C'est l'émouvante histoire de ces enfants de l'Isère que nous conte Bernard
François. Cette étude historique, totalement inédite, nous révèle le drame de
ces déshérités, placés dès leur prise en charge par l'hospice, chez des nourrices
des montagnes d'Oisans et de Belledonne, les seules qui, pour une maigre
pension, acceptaient de les recevoir malgré l'opprobre dont ils étaient chargés.
Soulignons en effet, qu'à cette époque, ces petits sans famille étaient considérés
comme les enfants du vice et du pêché. Leur origine était stigmatisée, aux regards
de tous, par le port d'un collier numéroté, remplacé ensuite par une boucle
d'oreille. Le nombre d'enfants trouvés approchant les 2.000, le préfet de l'Isère
pratiqua en 1834 une politique de déplacement de ces enfants, les exilant dans le
Vivarais, mesure qui devait avoir des conséquences particulièrement dramatiques.

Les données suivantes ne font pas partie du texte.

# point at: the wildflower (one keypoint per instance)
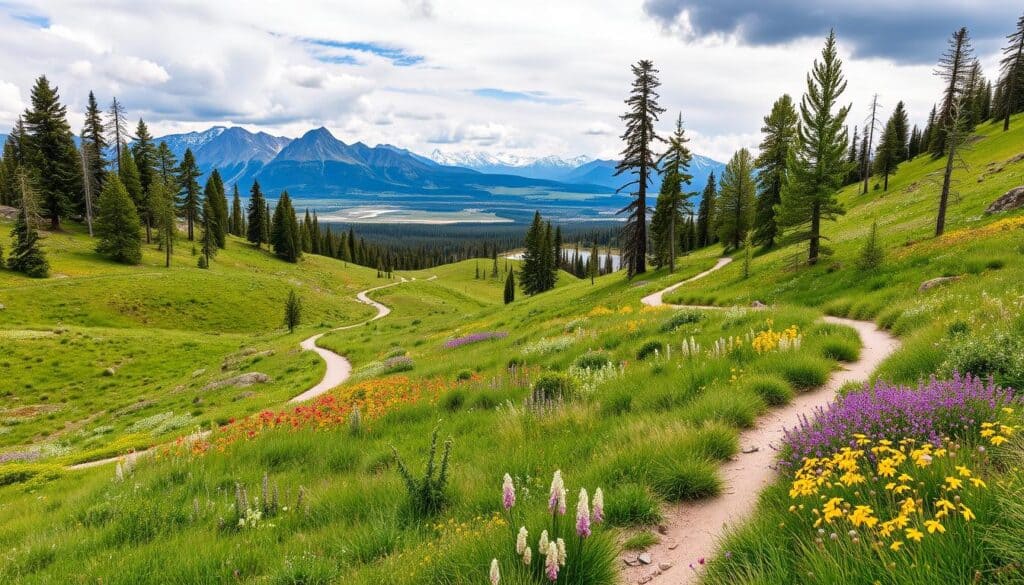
(551, 565)
(496, 576)
(598, 512)
(508, 493)
(583, 514)
(520, 541)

L'auteur s'attache à comprendre ces abandons, leur multiplicité, analyse les
problèmes soulevés par leur prise en charge (vêtures, choix des nourrices,
nourriture, maladies, mortalité, inspection, etc.). Les atteintes à la vie de l'enfant
(infanticides, avortements) sont minutieusement étudiées, apportant de précieuses
informations sur les comportements féminins, aussi bien en milieu urbain, dans
les manufactures, qu'à la campagne. Le rôle des nourrices est aussi examiné, leur
intervention, pourtant des plus nécessaires, étant alors injustement noircie par
l'Administration qui les rend responsables de la forte mortalité des nourrissons,
les qualifiant même de «mercenaires». L'attribution des patronymes est
minutieusement étudiée, apportant des clés aux généalogistes. Cet ouvrage
historique passionnant vient donc à son heure au moment où le grand public
découvre, effaré, les «dénis de maternité», et où des États ressuscitent les
«tours» tant décriés.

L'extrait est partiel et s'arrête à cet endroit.